Clinical Scorecard: Prophylactic Antibiotic Use in Urolithiasis Surgery: A Comprehensive Literature Review
At a Glance
Category
Detail
Condition
Urolithiasis (kidney and ureteral stones)
Key Mechanisms
Minimally invasive surgical treatments (URS, RIRS, SWL, PNL) with risk of postoperative infections including sepsis
Target Population
Adult patients (≥18 years) undergoing urolithiasis surgery
Care Setting
Urological surgical departments performing minimally invasive stone surgeries
Key Highlights
Incidence of urolithiasis has increased globally by 48.6% from 1990 to 2019.
Postoperative infection rates vary by procedure: sepsis rates after RIRS range from 0.2% to 17.8%, fever in 10.8% and sepsis in 0.5% after PNL.
EAU guidelines recommend single-dose antibiotic prophylaxis for PNL (strong recommendation) and for URS (weak recommendation), but not for SWL.
Guideline-Based Recommendations
Diagnosis
Preoperative midstream urine culture (PMUC) to guide targeted antibiotic prophylaxis.
Management
Single-dose antibiotic prophylaxis during anesthetic induction for PNL and URS to reduce postoperative infections.
Specific antibiotic treatment for patients with positive urine cultures prior to surgery.
Monitoring & Follow-up
Postoperative monitoring for signs of sepsis including urine cultures, blood cultures, and imaging to exclude other infection sources.
Risks
Postoperative infections can range from fever to life-threatening urosepsis.

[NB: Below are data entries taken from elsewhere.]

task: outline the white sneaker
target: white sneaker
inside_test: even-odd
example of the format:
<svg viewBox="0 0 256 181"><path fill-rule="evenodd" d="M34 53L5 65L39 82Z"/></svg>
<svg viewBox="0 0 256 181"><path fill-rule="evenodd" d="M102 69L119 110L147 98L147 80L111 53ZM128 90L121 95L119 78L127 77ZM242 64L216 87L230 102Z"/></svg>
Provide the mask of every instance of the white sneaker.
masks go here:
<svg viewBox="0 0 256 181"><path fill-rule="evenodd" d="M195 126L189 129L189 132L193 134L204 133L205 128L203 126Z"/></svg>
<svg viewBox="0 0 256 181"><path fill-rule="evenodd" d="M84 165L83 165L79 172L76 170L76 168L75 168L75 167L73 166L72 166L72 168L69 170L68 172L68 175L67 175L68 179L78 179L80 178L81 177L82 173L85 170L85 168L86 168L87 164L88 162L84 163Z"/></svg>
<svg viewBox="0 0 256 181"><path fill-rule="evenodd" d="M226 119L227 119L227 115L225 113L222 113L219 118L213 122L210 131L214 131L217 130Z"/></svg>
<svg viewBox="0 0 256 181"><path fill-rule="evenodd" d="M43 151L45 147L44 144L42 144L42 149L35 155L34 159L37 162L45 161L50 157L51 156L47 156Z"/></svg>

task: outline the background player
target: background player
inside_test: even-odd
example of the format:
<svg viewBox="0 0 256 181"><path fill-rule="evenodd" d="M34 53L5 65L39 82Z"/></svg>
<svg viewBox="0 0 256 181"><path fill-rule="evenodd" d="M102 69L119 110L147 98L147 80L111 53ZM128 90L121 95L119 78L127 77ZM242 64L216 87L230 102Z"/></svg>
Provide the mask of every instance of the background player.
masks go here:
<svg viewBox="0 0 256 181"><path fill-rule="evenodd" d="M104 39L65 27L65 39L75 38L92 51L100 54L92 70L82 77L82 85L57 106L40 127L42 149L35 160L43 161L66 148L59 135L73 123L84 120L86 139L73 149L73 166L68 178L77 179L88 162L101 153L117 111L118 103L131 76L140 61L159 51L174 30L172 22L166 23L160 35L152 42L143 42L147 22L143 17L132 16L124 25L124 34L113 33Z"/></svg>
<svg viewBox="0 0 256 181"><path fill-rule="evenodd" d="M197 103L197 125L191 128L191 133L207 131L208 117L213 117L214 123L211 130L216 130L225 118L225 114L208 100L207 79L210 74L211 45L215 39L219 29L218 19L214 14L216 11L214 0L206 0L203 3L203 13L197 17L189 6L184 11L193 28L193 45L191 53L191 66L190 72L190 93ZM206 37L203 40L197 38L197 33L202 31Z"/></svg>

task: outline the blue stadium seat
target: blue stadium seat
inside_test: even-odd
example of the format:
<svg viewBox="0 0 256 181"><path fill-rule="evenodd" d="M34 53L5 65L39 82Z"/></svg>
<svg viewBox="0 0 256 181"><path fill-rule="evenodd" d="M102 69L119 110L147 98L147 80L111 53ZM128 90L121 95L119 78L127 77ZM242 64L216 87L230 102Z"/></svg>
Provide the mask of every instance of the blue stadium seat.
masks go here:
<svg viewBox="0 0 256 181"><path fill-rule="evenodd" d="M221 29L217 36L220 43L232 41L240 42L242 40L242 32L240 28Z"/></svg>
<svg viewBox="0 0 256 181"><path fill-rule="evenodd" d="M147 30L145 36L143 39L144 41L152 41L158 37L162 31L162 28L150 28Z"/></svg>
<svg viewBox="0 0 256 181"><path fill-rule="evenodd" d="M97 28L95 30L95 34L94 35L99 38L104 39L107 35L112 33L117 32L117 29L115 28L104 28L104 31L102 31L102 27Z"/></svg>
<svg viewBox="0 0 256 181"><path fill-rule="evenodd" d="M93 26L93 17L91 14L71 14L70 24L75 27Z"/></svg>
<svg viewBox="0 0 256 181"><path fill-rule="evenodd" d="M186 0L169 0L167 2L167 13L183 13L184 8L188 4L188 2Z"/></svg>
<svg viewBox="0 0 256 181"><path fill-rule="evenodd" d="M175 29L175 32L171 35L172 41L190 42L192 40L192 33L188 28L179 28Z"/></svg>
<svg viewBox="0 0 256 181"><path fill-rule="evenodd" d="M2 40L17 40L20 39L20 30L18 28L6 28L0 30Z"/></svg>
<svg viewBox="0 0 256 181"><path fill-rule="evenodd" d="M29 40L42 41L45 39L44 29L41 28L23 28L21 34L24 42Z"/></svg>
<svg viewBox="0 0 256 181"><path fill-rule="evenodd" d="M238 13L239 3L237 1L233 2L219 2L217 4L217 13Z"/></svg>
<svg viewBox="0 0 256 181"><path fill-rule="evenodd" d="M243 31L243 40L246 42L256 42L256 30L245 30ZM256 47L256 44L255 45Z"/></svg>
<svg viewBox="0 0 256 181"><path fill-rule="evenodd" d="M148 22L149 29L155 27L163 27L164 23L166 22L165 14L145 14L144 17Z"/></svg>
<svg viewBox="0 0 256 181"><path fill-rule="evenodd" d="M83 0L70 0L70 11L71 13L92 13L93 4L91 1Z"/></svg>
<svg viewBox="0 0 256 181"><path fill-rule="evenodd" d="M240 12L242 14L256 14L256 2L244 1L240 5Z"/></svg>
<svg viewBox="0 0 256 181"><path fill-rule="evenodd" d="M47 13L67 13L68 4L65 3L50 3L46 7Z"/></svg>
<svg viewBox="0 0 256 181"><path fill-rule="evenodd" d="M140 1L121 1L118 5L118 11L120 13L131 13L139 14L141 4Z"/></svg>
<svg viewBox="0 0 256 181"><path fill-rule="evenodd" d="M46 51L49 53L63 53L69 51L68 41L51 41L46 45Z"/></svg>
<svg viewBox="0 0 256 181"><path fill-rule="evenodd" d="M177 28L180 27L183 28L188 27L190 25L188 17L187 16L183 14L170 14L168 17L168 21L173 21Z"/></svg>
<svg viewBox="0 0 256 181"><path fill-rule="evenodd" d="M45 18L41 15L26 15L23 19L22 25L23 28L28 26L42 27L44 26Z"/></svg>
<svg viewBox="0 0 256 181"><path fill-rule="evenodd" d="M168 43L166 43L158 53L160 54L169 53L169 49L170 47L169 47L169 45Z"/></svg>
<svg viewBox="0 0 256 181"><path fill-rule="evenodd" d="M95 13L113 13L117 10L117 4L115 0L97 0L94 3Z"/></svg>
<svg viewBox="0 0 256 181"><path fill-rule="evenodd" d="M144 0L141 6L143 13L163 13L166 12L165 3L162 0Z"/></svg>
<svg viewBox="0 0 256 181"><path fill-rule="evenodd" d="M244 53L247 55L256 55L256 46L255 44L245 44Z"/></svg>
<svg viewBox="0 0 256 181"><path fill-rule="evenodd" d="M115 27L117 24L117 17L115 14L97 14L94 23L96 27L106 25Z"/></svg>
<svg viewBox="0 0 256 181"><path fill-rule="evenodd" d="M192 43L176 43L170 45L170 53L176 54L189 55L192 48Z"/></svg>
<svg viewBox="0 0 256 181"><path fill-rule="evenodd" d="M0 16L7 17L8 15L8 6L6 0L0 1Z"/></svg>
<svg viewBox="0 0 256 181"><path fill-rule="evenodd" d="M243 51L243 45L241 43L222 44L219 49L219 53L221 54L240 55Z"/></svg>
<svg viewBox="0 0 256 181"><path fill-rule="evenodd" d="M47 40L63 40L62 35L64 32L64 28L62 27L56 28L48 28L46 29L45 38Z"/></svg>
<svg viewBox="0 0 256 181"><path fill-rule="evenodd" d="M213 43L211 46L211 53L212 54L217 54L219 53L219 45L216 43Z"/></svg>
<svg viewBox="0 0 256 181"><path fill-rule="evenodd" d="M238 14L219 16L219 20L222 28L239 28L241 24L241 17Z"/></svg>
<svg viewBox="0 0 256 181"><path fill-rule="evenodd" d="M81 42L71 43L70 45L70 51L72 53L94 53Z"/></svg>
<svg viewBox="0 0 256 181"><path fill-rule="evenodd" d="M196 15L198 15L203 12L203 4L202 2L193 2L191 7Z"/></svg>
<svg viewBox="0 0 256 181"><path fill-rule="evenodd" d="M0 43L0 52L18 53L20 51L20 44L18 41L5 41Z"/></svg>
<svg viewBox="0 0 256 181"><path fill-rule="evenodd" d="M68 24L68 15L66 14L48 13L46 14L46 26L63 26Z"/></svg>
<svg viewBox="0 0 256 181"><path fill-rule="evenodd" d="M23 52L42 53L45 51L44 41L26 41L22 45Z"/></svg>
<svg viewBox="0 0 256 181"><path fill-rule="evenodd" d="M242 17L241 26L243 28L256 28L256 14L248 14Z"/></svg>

Discrepancies between preoperative urine cultures and intraoperative cultures may indicate multidrug resistant organisms.
Patient & Prescribing Data
Adults undergoing RIRS, URS, PNL, or ECIRS for kidney or ureteral stones.
Antibiotic prophylaxis tailored based on preoperative urine culture results reduces postoperative infection risk; single-dose prophylaxis effective in PNL and URS.
Clinical Best Practices
Perform preoperative urine cultures to identify pathogens and guide antibiotic choice.
Administer single-dose prophylactic antibiotics during anesthetic induction for PNL and URS procedures.
Avoid prophylactic antibiotics for SWL as per current guidelines.
Monitor patients closely postoperatively for infection signs and perform appropriate cultures if infection suspected.
Use standardized protocols and triple-blind methodology in research to reduce bias.